A diretora do Cadec (Consultores Associados de Educação), Ana Cristina Canettieri, que frequentemente viaja para conhecer boas práticas de redes de ensino pelo mundo, concorda que a Finlândia só consegue fazer essas mudanças por ter um corpo docente muito bem preparado, uma formação inicial consistente e professores que trabalham com muita autonomia. “As transformações acontecem pois os docentes são muito valorizados e têm um amplo domínio de como ensinar e como se aprende”.
"Quanto mais você conhece a disciplina que leciona, mais sabe os limites e as fronteiras dela com a realidade"

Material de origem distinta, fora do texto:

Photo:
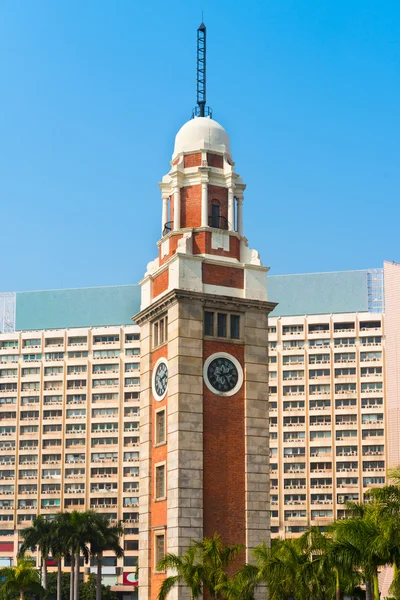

Segundo Guiomar, as competências transversais devem ser desenvolvidas em cada disciplina respeitando as especificidades de cada campo do conhecimento. A educadora ilustra: “Ao pensar em um projeto que aborda a poluição de um rio e suas implicações, por exemplo, o objeto de estudo afeta a cidade, a população e o prefeito. Contém componentes químicos e é influenciado por um conjunto de fatores do entorno, do meio ambiente físico. Esse projeto vai desenvolver conteúdos de geografia, química, história, ciências políticas, todos voltados para diminuir a poluição do rio. Só que a solução em química se expressa de um jeito e em geografia, de outro, mas todas resultam em uma habilidade geral, de resolução de problema”. Para ela, os professores especialistas tem que ter um sólido conhecimento e preparo em suas áreas para se sentirem confiantes em trabalhar de forma interdisciplinar. “A disciplina, nesse caso, é mais importante do que nunca”, ressalta a educadora.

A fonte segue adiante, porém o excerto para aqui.